ロシアによるウクライナ侵攻後、囚人兵を含め、のべ5万人の兵士を戦場へ送り込んできたとされるロシアの民間軍事会社「ワグネル」。

 

 その創始者が、昨年8月に飛行機墜落事故で死亡したエフゲニー・プリゴジン氏だ。

 プリゴジン氏は、長年にわたりプーチン大統領の“汚れ仕事”を担当。

 

 しかし、ウクライナ戦争で世論から英雄視されたこともあり、軍トップのショイグ国防相(当時)らに対し「弾薬はどこだ!お前らが高級オフィスで太るために兵士らは死んでいく」と激しく罵倒。結果、両者の間にできた溝は深まるばかりだった。

 

 そして1年前の6月23日に勃発したのが、ワグネルの部隊が南部の都市ロストフを掌握するという電撃クーデター「プリゴジンの乱」だったというわけである。

 

 外報部記者の話。

「プーチン氏としては、いとも簡単にロストフ入りさられたことに加え、クーデターを仲裁したのが子分のような存在で『プーチンの犬』とも揶揄されるベラルーシのルカシェンコ大統領だったことで、国内外におけるメンツが丸潰れになってしまった。そのため、このクーデターを境にプリゴジン氏の暗殺を企てていたと見られています」

 ただ、反乱から数日後、プーチン氏はプリゴジン氏と裏取引し、今後ワグネルの活動をアフリカに集中させロシアに資源を確保することで政権を支えれば、反乱は不問にするとの合意を取ったとされる。

 

 とはいえ、むろんそれは表向きの話。プーチン氏としては、いずれプリゴジン氏の首は取るが、ワグネルが長年西アフリカなどの治安活動の見返りで得てきた金や銅などの採掘権は手放したくない。

 

 そこでワグネル幹部を抱き込み、国防軍に取り込むことでワグネルそのものを掌握しようと考えた。

 

 しかし「プリゴジンあってのワグネル」という兵士も少なくなく、結果として多くの兵士が離脱。一時はアフリカからの全面撤退説も流れ、ワグネルの事実上解体も囁かれていた。

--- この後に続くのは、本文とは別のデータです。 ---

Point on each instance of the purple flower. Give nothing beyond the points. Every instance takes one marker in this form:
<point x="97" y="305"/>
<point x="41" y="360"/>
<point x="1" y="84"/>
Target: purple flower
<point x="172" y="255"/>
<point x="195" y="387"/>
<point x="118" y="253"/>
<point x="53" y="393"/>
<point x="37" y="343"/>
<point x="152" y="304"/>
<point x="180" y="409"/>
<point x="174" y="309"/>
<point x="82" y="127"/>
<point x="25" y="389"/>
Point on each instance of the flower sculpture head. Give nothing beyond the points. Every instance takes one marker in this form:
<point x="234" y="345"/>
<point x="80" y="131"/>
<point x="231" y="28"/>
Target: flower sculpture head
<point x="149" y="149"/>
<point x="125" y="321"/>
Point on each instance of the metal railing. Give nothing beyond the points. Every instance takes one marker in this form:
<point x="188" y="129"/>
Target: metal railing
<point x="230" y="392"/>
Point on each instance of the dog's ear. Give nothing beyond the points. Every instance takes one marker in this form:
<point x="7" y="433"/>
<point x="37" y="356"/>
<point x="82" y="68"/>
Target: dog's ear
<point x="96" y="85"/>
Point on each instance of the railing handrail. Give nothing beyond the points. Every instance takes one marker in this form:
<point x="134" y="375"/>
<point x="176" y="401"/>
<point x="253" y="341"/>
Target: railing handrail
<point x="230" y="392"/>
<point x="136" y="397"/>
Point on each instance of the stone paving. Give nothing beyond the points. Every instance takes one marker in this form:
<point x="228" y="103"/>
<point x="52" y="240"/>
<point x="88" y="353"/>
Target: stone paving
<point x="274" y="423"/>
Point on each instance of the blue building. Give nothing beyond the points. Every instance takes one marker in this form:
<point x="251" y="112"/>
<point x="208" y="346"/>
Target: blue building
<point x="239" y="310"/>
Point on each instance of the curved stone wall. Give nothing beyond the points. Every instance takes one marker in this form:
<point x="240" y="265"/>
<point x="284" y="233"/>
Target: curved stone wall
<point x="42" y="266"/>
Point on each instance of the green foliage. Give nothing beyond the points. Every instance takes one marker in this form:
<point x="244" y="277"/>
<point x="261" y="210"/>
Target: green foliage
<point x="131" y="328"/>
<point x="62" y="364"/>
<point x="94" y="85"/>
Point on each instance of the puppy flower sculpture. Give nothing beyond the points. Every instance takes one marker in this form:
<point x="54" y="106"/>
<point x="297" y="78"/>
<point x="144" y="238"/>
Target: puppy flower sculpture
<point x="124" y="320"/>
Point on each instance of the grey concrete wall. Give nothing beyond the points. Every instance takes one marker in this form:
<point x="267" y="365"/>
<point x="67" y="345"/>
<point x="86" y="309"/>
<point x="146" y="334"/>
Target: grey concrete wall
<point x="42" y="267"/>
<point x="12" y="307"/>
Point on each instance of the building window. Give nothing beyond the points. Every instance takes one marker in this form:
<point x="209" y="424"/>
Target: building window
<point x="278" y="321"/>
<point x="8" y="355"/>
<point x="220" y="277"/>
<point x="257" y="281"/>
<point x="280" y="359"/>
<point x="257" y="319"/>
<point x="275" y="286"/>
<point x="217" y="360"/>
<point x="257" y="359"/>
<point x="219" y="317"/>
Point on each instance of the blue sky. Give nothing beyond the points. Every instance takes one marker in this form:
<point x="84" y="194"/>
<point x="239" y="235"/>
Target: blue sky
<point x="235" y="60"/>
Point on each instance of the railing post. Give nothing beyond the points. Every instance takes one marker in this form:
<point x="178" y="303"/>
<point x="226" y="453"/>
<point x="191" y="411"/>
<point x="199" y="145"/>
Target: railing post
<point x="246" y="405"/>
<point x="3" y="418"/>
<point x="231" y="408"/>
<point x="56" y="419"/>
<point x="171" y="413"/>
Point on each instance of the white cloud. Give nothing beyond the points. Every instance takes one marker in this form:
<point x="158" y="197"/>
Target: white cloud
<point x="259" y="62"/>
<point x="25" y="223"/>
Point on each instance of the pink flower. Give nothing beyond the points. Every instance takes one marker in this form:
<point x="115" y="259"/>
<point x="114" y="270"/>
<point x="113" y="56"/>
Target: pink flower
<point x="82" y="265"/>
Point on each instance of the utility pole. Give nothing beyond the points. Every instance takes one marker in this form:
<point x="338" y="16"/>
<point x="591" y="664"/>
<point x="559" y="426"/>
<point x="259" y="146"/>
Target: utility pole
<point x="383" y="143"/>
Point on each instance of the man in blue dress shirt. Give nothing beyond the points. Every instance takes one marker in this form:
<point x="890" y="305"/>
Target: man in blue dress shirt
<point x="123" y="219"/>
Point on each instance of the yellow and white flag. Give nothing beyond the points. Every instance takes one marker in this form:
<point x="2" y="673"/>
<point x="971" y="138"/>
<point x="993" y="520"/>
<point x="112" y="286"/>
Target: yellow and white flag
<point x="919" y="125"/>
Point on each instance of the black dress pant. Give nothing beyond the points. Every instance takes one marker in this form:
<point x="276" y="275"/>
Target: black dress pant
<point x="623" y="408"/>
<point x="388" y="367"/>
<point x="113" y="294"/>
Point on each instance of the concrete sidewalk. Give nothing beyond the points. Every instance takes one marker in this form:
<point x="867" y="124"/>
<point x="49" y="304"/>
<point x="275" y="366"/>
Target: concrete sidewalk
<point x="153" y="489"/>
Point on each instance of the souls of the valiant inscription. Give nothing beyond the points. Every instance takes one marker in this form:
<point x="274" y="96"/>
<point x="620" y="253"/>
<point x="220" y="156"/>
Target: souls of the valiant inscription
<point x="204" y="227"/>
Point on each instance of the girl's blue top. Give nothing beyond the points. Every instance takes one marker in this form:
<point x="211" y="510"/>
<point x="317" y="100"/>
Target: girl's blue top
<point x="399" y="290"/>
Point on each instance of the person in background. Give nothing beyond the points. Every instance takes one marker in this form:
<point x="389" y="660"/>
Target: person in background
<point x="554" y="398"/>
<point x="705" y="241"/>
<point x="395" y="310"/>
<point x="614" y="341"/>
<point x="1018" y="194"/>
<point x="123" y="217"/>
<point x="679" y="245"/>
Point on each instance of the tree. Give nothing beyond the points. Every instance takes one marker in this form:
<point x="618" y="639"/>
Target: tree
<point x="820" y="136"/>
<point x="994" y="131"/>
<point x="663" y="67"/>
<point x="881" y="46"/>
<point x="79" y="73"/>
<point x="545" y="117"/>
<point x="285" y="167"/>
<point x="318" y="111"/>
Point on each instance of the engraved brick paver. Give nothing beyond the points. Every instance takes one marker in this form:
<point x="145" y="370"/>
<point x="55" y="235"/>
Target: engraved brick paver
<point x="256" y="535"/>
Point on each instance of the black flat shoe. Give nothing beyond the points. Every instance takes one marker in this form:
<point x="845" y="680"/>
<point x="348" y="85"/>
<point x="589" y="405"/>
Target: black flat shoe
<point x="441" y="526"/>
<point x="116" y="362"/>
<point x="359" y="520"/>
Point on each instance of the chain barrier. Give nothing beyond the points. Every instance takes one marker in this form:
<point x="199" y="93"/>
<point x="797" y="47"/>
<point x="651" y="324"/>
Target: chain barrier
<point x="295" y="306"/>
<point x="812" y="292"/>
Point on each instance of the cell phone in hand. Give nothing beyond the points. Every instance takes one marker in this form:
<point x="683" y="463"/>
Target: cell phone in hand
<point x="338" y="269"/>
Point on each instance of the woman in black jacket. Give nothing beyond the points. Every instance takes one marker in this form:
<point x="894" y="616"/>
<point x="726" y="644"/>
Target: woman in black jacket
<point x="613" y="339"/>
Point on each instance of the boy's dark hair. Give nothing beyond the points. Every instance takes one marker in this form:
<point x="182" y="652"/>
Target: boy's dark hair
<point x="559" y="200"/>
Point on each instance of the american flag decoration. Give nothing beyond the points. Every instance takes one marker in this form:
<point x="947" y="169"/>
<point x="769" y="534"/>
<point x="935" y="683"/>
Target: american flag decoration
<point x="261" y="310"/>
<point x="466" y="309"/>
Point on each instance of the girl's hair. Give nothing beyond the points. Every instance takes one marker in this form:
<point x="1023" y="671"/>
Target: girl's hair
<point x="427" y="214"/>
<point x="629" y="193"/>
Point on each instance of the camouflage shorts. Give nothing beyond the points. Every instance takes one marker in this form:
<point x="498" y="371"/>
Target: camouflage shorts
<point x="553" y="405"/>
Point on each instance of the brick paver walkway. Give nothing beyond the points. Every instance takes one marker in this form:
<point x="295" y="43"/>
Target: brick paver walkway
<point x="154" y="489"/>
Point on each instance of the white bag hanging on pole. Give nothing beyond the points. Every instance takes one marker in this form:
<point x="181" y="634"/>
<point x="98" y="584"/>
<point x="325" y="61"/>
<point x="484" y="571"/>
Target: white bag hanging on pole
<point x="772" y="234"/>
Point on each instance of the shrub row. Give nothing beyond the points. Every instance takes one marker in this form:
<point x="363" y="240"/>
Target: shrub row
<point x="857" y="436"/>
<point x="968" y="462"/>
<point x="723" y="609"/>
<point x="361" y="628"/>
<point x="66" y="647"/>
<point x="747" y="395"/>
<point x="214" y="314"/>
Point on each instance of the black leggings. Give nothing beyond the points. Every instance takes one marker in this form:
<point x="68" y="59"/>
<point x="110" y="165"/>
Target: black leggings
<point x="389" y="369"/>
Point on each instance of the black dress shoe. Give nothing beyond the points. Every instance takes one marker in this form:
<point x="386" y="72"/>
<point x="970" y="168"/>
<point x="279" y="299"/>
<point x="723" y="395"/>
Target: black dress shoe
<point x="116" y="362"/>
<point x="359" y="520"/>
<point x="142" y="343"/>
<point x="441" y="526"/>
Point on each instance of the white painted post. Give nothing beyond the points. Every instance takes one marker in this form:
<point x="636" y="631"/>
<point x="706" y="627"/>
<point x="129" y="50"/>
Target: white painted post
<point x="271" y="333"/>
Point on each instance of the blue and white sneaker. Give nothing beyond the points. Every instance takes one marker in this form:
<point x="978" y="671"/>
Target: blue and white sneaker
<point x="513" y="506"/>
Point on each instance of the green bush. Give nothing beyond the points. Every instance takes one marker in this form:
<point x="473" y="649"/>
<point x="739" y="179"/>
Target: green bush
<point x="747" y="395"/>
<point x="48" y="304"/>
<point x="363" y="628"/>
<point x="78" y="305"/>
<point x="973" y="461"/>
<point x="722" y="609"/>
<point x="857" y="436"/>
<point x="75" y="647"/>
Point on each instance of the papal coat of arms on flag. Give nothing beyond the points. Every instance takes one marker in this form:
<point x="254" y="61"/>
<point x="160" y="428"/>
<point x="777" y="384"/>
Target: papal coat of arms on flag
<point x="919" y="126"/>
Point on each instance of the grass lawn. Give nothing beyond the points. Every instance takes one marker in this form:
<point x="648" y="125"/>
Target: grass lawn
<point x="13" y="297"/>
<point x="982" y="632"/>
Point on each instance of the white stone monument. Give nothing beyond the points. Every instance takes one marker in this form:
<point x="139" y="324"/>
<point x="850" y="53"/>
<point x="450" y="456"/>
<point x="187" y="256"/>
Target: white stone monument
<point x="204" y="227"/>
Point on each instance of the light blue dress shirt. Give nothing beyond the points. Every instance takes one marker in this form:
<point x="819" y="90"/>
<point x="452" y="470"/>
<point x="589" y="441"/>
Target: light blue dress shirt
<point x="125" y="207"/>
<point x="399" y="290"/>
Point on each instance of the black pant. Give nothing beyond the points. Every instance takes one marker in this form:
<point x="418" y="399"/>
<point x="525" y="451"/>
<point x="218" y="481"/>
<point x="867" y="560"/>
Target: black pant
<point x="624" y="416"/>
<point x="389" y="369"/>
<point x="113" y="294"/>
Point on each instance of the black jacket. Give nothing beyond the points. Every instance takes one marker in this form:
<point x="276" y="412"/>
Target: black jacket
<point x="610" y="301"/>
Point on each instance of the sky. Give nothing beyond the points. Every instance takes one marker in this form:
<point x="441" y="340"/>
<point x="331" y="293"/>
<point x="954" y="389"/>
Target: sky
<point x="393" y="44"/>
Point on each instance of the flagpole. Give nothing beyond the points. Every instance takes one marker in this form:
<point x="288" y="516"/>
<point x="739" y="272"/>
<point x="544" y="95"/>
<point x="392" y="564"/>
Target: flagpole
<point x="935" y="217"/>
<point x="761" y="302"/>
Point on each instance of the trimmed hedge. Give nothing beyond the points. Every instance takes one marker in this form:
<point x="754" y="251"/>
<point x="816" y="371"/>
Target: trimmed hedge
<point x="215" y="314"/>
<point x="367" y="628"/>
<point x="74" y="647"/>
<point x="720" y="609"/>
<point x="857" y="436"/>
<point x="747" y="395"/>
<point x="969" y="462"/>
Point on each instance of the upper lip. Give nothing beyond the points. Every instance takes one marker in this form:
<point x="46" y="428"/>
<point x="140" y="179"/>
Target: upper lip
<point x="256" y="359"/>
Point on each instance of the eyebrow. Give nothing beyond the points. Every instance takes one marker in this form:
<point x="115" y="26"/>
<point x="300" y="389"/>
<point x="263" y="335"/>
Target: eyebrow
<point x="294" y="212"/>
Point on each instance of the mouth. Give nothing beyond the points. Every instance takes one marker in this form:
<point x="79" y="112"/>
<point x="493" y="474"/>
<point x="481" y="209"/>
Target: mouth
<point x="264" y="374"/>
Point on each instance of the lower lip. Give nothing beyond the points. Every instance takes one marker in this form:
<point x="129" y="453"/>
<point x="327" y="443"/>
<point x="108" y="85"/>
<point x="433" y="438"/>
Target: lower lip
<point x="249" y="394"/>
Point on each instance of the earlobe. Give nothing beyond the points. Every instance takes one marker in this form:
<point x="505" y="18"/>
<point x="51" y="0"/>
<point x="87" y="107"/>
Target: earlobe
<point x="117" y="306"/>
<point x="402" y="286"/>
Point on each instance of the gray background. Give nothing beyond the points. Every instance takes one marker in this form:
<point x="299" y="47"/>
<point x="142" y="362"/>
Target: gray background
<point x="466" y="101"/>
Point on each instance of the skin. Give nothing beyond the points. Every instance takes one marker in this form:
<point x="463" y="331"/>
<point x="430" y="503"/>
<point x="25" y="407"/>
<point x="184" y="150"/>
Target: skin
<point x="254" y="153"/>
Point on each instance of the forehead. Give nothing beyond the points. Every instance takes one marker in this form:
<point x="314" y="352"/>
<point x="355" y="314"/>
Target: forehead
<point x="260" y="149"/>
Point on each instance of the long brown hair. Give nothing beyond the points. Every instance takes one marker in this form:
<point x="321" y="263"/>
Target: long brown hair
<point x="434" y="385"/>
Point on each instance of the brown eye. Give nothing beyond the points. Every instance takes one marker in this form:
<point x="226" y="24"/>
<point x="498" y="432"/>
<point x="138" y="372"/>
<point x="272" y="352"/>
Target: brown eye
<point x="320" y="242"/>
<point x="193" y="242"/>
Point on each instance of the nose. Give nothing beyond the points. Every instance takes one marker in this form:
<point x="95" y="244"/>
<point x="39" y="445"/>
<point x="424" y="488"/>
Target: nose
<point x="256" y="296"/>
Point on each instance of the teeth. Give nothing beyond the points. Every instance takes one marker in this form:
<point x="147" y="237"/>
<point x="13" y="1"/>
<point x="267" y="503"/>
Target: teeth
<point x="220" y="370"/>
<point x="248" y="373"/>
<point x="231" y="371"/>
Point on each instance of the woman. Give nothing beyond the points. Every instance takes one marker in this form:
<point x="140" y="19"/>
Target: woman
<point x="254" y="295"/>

「現在、アフリカでワグネルの活動の中心を担っているのが、プリゴジン氏の息子パヴェル氏だとされますが、どの程度、権限を与えられているのかは疑問です。ただプーチン氏としては、プリゴジン氏の息子をトップとして据えておくことで配下の反乱を抑制し、組織運営を保つことができる。同時に息子を国防軍傘下置き甘い汁を吸わせておけば、ワグネルを裏で自由に操ることができるわけです」(同)

 英情報当局によれば、現在ワグネルの残党は、アフリカで活動する兵士のほか、一部は国家警備隊の管理下に入り、一部はチェチェンでプーチン氏の右腕とされるラムザン・カディロフ氏率いるアクマット部隊と合流して前線に立っているという。

「『プリゴジンの乱』以降、囚人兵の前線派兵は国防省がそのまま引き継いだ形になり現在も行われていますが、それでも兵士不足の問題は解消されていない。22日配信のロシア紙『コメルサント』(電子版)によれば、政府は受刑者に加え、起訴前の容疑者や公判中の被告の採用も始めたと報じています。そんな状況の中、戦闘経験豊富なワグネル兵士は引く手あまたでしょうから、今後も形を変えウクライナ最前線へ駆り出されていくことになるでしょう」(同)

 ウクライナ戦争で引き続き多くの血が流されることには変わりがない。